It begins with a relatively minor incident: A traffic stop. A burglary. A disturbance. Police arrive and tensions escalate. It ends with an unarmed black man shot dead.

That pattern played out in March in Madison, Wisconsin, where police responded to reports of a man yelling and jumping in traffic.

It was repeated two months later in Los Angeles, where beachgoers complained that a homeless man was harassing people on the Venice boardwalk.

It surfaced again in Cleveland, where police were called to a burglary at a store. And in Tallahassee, where a man was reported banging on someone’s door.

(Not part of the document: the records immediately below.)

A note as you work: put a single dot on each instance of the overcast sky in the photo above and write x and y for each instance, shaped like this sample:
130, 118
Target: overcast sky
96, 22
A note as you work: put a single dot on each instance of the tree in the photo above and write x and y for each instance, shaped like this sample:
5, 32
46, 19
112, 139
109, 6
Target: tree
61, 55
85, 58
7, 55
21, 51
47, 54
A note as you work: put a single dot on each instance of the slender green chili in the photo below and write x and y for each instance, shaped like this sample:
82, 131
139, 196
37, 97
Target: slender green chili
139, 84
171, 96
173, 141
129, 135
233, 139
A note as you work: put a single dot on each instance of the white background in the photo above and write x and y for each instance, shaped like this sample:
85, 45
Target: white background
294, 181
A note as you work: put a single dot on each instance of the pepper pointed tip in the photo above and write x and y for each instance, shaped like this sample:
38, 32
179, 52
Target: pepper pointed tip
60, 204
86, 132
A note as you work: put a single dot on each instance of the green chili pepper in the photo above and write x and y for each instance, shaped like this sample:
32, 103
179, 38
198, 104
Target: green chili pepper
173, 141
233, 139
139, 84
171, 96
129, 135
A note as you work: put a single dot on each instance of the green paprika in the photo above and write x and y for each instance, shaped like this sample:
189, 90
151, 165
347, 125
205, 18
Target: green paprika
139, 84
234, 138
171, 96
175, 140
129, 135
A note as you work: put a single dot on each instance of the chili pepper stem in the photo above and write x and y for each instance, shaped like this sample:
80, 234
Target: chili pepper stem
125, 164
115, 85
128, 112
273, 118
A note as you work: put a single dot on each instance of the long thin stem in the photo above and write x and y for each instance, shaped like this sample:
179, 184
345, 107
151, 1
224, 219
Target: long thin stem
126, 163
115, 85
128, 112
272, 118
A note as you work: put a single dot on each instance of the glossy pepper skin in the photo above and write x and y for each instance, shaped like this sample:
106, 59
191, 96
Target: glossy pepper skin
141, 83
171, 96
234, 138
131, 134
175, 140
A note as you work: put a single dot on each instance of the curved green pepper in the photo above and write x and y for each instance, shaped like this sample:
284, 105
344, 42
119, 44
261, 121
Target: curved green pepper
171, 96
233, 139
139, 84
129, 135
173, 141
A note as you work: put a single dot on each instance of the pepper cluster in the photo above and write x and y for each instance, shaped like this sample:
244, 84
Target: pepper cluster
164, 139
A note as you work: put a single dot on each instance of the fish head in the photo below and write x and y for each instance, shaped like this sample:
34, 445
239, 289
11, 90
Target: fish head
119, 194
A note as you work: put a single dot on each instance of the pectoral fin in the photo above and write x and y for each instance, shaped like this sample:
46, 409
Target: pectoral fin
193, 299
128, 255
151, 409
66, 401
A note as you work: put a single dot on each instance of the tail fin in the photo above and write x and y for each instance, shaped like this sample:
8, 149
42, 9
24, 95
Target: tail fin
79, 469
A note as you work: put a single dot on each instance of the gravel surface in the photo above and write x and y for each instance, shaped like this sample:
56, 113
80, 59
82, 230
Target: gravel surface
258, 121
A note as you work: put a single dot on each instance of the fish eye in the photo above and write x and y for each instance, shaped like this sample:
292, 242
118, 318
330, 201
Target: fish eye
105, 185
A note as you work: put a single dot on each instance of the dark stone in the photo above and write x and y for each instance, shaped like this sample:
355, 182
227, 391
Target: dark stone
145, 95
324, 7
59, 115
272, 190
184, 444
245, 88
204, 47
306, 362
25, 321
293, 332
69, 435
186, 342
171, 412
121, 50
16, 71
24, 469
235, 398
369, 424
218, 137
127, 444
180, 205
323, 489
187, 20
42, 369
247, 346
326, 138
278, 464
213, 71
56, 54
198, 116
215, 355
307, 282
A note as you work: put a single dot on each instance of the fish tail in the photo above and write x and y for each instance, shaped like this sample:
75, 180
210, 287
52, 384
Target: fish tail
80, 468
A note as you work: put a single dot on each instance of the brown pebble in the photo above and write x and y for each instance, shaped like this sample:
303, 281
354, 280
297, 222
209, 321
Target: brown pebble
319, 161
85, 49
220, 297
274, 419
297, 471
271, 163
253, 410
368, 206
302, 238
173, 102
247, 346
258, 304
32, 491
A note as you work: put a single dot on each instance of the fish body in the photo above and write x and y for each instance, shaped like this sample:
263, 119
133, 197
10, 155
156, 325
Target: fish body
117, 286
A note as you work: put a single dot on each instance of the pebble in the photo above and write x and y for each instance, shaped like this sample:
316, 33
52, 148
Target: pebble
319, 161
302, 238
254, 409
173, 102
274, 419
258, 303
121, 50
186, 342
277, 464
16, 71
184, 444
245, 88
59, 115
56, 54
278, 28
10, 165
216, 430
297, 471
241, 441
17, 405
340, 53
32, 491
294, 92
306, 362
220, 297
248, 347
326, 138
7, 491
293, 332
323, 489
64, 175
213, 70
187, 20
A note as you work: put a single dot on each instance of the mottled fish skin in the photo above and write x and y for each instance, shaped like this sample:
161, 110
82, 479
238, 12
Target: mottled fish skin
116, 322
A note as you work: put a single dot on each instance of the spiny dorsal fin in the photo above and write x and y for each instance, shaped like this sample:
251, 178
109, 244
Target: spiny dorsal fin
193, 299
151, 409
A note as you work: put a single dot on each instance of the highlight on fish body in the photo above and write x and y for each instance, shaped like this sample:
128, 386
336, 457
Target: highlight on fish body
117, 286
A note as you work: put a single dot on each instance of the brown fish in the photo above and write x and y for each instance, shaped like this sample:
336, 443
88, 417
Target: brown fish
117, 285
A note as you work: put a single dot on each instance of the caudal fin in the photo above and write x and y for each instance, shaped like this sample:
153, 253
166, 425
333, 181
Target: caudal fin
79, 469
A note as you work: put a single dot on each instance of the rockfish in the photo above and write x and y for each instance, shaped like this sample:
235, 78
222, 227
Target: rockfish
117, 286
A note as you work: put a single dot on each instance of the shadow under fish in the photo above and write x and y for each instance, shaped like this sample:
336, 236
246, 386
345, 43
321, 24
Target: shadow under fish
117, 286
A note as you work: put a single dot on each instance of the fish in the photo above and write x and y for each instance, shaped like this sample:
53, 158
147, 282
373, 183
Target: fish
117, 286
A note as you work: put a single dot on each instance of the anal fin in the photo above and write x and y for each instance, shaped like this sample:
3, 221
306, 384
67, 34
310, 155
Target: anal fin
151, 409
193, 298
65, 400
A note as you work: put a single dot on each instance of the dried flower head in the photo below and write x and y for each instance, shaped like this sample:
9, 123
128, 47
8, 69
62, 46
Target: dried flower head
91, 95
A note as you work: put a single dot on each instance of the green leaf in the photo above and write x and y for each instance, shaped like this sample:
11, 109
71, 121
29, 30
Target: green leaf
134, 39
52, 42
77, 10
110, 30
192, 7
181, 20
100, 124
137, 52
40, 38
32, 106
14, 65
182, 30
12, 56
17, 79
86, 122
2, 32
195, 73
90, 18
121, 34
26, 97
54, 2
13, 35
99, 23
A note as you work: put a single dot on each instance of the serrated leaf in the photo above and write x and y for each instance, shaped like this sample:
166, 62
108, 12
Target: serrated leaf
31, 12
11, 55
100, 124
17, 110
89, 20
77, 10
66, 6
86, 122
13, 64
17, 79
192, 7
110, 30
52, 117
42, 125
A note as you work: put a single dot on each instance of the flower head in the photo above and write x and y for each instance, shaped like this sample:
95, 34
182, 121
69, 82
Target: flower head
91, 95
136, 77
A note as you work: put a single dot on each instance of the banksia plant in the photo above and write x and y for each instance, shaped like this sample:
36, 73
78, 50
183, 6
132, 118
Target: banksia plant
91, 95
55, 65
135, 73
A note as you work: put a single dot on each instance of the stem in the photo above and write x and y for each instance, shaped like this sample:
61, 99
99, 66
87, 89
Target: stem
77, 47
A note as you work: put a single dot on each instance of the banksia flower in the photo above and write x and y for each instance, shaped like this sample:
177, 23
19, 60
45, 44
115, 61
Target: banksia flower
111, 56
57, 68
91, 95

And last month in Cincinnati, where Samuel DuBose, 43, wound up with a bullet in his head after being pulled over for driving without a front tag.

Perhaps most infamously, the pattern played out one year ago Sunday in Ferguson, Missouri, where a white police officer searching for a convenience-store robber shot and killed an unarmed black teenager. That incident sparked a national movement to protest police treatment of African Americans and turned 18-year-old Michael Brown into a putative symbol of racial inequality in America.

So far this year, 24 unarmed black men have been shot and killed by police – one every nine days, according to a Washington Post database. During a two-week period in April, three unarmed black men were and killed. All three shootings were either captured on video or, in one case, live on local TV.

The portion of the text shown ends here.